The ash was the remains of wood that had been stacked into a pyre and burned. It isn’t clear if the body was on top of the pyre, inside it or under it.
Previous burial practices were occasionally elaborate. In some instances, people would bury a body, then they would return, dig it up and remove the skull – which they reburied in a new pit with other skulls. Sometimes they plastered the skull with lime plaster or mud, creating a new face. “It’s long funeral practices in several steps,” says Bocquentin. “You are taking care of the dead for a long period of time.” In the Stone Age village of Çatalhöyük in Turkey, bodies were buried under the floors of houses. This all indicates a reverence for ancestors and a desire to be close to them, says Bocquentin.

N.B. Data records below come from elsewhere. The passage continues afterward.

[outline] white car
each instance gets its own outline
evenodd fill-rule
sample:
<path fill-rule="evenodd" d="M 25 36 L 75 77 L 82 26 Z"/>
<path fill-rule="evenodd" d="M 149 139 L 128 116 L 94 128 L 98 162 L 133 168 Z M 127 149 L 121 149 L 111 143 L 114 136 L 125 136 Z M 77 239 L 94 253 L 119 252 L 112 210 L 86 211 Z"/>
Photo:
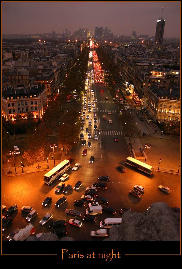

Cremation is much faster, says Bocquentin. “You don’t wait even for the decay process.”
This could reflect a shift in religious beliefs, suggests Bocquentin. “I would say the status of the dead and the relation between dead and living is totally different,” she says. “We might think that there are new beliefs, maybe that the dead are not as important as they were, and maybe a new kind of god appearing.”
The Beisamoun cremation is the oldest in south-west Asia, but not the oldest in the world. For instance, archaeologists have found the cremated remains of a child from 11,500 years ago in Alaska. It isn’t clear how many times cremation was independently invented, says Bocquentin.